Thursday, January 15, 2009

Big Brother is Watching You


Ever play with a program called Google Earth? It's a freebie you can download, and it's basically a series of maps of the entire world. Included is a satellite view, sharper in big cities than out in the country, and in some places, there is a street view, which can be downright spooky. If you live in a city on a well-traveled street, plug your address in, and what you get is as detailed as a photograph you'd shoot from the street, done with a so-so camera.

Now, of course, anybody can legally drive down your street and take pictures of the outside of your house -- there's no invasion of privacy involved unless they come peek in your window.
But it is somewhat disconcerting if you can find this picture of your house from any computer on the planet. A great tool for stalkers.

I had the program on my old computer and didn't port it to the new one. I wanted to look up an address today and thought, what-the-hell, I'll re-install it. And just for fun, I plugged in the street and number of a friend and activated the street view. Sure enough, the image came up.
Showed his house, his daughter standing in the front yard, and him, inside their garage -- door was up, so it was "public."

It gives one pause, it does.

I know there are millions of cameras out there -- supposedly more cameras than people in London, for example -- and that anything you do in public might be captured as a photo or video, but it is, as Darth Vader said ... disturbing.

My hot tub is under the tree canopy out back and you can't see it from above, but if it wasn't, I could flash you from thousands of miles away.

Welcome to the future ...

10 comments:

heina said...

Reminds me of the scene with Gene Hackman from Enemy Of The State, wherein generic Big Brother agency is watching him and Will Smith using super satellite cameras, and the one comments to the other, "Smart guy, he never looks up..."

Anonymous said...

Yeah- Google Earth has seen quite of bit of use by Iraqis the last few years, both insurgents and people planning E&E or defensive contingencies.
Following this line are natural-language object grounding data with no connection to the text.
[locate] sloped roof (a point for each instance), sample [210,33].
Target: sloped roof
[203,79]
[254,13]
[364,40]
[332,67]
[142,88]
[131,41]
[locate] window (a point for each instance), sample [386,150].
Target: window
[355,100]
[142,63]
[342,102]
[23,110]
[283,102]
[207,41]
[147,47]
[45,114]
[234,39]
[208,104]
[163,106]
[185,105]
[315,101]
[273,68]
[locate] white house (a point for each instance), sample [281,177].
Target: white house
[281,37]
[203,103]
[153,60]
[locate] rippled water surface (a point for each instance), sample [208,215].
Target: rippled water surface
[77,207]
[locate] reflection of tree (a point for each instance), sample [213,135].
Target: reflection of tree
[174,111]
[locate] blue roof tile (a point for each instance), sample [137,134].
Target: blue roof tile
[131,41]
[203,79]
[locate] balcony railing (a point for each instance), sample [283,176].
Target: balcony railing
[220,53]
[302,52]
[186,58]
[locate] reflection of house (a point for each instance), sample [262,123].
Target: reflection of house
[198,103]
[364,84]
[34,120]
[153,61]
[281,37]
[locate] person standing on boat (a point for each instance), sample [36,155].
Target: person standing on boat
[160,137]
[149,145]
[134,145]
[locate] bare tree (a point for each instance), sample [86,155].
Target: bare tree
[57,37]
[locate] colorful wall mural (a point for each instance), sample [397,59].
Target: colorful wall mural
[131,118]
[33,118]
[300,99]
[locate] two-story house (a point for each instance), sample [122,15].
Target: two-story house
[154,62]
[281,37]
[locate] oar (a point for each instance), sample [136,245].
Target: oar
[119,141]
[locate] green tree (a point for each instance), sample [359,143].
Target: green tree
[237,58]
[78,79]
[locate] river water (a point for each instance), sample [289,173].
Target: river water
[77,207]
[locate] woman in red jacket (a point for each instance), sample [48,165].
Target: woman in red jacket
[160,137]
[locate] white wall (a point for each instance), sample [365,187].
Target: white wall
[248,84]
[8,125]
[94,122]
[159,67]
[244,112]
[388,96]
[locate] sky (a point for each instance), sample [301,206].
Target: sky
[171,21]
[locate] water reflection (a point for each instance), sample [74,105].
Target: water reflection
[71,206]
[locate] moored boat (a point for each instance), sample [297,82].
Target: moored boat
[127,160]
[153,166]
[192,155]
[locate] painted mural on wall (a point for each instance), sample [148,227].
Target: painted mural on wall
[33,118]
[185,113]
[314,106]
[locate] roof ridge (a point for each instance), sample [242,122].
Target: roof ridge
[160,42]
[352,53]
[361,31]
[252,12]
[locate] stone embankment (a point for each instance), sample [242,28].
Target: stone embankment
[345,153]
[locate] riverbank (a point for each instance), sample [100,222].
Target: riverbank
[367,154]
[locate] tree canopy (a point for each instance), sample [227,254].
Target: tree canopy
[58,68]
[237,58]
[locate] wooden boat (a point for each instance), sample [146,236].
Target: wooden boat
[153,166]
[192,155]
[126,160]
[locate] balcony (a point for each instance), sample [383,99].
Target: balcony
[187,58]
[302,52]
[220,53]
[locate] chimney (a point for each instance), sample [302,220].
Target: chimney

At least technology is making it easier for us to kill large numbers of people.

Stephen Grey said...

This is one of Google's sleeper technologies, things that haven't exactly caught on like wildfire yet but are simmering away.

If you have a graphics card, you can look at New York with all the buildings rendered in 3D. Other cities are coming.

I suspect that they will have aerostats over major cities so you'll be able to watch the street view in real time.

Jay said...

My old house has the For Sale sign in the yard for its image.
I recently found out some parts of Australia are on there at street level as well.
It is a little odd...

steve-vh said...

Shades of "The Traveller" series and the Evergreen Foundation?

So which is more ominous? That thieves are able to see where our security fence is the most vulnerable or that we might accidentally pull up your backyard?

Master Plan said...

The thing that seems missing to me in all of this, if I can wax future-tech rhapsodic for a moment, is logging.

If we can all see anything we want when we want, why can't we see who saw what?

That, to me, kinda mitigates the "little brother is watching you" thing, being able to watch them watch you.

There's not a lot of infrastructure there for this yet, but it's only a bit of software away.

Personally I like the idea of nano-scale WORM drives that "break" at a molecular level to insure the data logging is sacrosanct from being edited.

But...that's all some futurism fun that isn't quite here yet.

Anonymous said...

Yeah. I'm not exactly the criminal type but all the "global memory" that now exists gives me the creeps. Any time, anywhere public, I could be being filmed. The bus, the grocery store, a sidewalk corner, wherevever. And what happens if I want to make a career change and become a bank robber? Rank discrimation!, that's what I call it.

I was wondering; how could the satellite take pictures of your friend INSIDE his garage (from above?), door open or no? That's vaguely scary....

Some guy

Jordan said...

@Some Guy: Google Street View (and the equivalent MSN service and I'm sure a few others) are recorded by vehicles set up with a ring of cameras (or a single special camera) automatically snapping shots as they drive along.

That said, MSN has a particularly nifty "birds eye view" on their mapping site that is taken from airplanes and is angled such that you can get a much better view of the facade of a building even from the air. You can even view a location from all four sides that way.

Some of the, ahh "sensitive" locations that are blurred out in Google Maps or are more subtly hidden (there are some fun places where airbrushed forests cover certain interesting locations) aren't hidden in some of the other services or views.

Steve Perry said...

The garage interior is from the street view -- basically they hire folks to drive up and down with an automatic 360 cam on top the car and shoot pictures. (There's a whole bunch of street-theater guys who try to find out when this is happening and who go out and try to get in as many pictures as they can. It's a brave new world out there ...)

Anonymous said...

Ah. Thanks for the info. That's even worse. When I finish this comment I intend to head straight for the nearest (unlit) closet, close the door, burrow in, and stay there for the rest of my life, or at least until the latest camera technology defeats my brilliant scheme.